Alista segera meraih dan memutar knop untuk membuka pintu tersebut.



Deg



"Fa.... Fais" ucap Alista terbata. Ia terkejut mendapati siapa yang ada dihadapannya saat ini.



"Ara..." ucap seseorang dihadapan Alista yang sama terkejut nya.



"Siapa lis...." tanya Sarah yang tiba-tiba sudah berada di belakang Alista.



"Eh Fais, sini masuk" pinta Sarah membuat lamunan kedua orang itu seketika berhambur.



"Ayo duduk Fais" pinta wanita itu kepada seorang laki-laki yang masih termenung memandangi Alista.



"Lis buatin minum buat Fais gih!" Titah Sarah kepada Alista yang kemudian di jawab dengan deheman oleh wanita itu, dan segera pergi membuat minuman.



Laki-laki itu menatap punggung Alista lama. Sarah tahu arah pandang laki-laki yang ada dihadapannya saat ini. Sarah berdehem guna menyadarkan laki-laki tersebut.



Fais tersenyum kepada Sarah kemudian duduk.


"Mau nganterin titipan dari mas Danu.
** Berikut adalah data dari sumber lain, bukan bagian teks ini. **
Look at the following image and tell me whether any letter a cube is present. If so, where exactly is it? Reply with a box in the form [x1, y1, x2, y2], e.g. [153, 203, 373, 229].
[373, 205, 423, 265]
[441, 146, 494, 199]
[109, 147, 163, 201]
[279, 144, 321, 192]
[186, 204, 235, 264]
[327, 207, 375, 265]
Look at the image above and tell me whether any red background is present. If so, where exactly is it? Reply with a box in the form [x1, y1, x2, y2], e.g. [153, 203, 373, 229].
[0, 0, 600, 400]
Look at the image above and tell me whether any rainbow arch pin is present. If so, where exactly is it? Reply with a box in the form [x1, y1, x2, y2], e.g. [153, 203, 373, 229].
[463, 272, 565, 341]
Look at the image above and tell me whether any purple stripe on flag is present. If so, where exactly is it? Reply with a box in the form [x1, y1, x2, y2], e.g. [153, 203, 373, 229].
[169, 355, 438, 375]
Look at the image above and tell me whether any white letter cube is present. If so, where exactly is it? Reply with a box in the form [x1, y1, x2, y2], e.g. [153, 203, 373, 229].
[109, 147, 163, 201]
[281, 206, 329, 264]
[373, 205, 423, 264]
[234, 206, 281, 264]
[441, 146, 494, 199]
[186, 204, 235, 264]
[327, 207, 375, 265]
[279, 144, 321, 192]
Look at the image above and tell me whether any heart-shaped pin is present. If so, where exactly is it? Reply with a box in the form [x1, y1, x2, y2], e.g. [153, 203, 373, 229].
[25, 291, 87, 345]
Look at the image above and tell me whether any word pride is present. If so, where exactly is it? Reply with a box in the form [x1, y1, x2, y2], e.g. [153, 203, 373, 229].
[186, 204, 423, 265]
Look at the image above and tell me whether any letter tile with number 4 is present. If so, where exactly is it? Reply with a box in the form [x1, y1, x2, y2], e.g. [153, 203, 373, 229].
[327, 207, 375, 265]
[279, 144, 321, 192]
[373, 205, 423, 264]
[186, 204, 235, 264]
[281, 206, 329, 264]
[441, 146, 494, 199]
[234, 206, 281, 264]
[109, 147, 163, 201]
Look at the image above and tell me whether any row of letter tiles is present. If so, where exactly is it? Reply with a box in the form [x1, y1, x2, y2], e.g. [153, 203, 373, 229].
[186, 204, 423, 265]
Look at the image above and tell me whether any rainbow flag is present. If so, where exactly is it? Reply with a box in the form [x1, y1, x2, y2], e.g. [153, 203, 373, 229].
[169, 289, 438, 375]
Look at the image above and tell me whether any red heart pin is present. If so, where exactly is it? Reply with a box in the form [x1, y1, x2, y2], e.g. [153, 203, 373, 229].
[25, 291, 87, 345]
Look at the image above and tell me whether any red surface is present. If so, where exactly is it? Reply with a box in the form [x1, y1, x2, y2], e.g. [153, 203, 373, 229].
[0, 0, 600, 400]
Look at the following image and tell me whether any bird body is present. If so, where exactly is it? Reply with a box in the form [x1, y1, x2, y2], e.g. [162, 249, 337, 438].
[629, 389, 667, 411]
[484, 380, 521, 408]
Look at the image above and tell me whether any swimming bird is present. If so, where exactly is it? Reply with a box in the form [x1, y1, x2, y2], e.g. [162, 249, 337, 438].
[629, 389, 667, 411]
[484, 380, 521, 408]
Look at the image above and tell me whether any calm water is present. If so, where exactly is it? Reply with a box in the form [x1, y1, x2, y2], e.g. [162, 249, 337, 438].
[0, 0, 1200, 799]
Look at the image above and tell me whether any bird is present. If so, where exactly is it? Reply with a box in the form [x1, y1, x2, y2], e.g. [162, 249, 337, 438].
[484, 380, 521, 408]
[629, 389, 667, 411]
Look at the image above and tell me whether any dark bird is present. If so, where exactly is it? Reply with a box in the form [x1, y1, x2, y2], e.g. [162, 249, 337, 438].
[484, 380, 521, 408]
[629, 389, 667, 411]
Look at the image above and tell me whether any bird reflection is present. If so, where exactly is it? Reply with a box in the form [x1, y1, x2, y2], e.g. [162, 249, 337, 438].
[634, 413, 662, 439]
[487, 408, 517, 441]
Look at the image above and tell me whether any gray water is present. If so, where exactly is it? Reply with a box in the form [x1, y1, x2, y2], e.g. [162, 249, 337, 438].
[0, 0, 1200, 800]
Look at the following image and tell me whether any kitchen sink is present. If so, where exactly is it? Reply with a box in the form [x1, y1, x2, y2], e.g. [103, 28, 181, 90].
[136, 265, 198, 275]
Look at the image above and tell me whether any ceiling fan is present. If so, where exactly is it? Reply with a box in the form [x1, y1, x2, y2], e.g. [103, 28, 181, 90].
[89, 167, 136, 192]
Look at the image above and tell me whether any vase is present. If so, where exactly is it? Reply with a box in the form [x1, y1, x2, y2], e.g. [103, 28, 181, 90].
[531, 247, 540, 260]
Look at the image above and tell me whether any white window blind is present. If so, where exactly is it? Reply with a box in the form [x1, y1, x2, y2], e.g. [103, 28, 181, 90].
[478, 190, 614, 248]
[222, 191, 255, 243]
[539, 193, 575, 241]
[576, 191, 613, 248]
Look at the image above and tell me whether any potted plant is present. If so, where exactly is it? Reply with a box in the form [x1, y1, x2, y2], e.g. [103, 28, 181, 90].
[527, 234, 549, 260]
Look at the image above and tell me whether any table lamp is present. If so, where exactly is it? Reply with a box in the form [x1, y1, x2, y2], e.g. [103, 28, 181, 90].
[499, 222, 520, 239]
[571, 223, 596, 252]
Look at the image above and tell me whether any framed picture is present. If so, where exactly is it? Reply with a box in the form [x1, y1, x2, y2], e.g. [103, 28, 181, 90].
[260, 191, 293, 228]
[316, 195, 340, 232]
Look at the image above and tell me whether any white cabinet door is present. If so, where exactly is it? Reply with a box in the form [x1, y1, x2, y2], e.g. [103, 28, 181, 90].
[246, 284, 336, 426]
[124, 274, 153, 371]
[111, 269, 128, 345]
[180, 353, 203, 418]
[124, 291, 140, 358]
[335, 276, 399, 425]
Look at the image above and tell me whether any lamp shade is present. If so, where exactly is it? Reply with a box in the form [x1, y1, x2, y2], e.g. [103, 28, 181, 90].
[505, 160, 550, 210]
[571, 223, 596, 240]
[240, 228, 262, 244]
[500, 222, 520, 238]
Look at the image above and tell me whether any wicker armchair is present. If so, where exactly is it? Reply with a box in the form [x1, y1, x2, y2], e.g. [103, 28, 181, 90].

Dia bilang hari ini ada tugas Kampus jadi nggak bisa pulang". Laki-laki itu menyodorkan sebuah kantong plastik yang ia sendiri tidak tahu apa isinya. Tapi dari aromanya ia tahu kalau isinya adalah makanan.



Danuarta adalah suami dari Sarah. Ia sangat terobsesi dengan gelar dosen. Jadilah saat ini dia harus melanjutkan studi S2 nya di Jogjakarta.



"Makasih ya udah ngrepotin jauh-jauh mau mampir kesini" ucap Sarah sungkan.



"Nggak apa-apa mbak. Kebetulan lagi ada urusan di rumah paman jadi sekalian"



"Sekarang kerja dimana Is"



"Aku kerja disalah satu Bank di jogja mba. Makanya sering ketemu sama mas Danu"jelas Fais yang kemudian diangguki oleh Sarah.



"Ngobrol aja dulu sama Lilis. Mumpung lagi ketemu" ucapan Sarah yang di iringi senyum menggoda Fais.



"Boleh mbak?" Jawab laki-laki itu dengan mata berbinar seolah menang lotre.



"Iya, ngobrol aja sepuasnya kapan lagi bisa ketemu dia"



Tak lama kemudian Alista keluar dengan segelas minuman yang ia bawa.


Laki-laki itu terus memandang Alista dari kejauhan. Sarah mengikuti arah pandang pria itu dan segera berdiri memberi ruang untuk mereka berbincang-bincang.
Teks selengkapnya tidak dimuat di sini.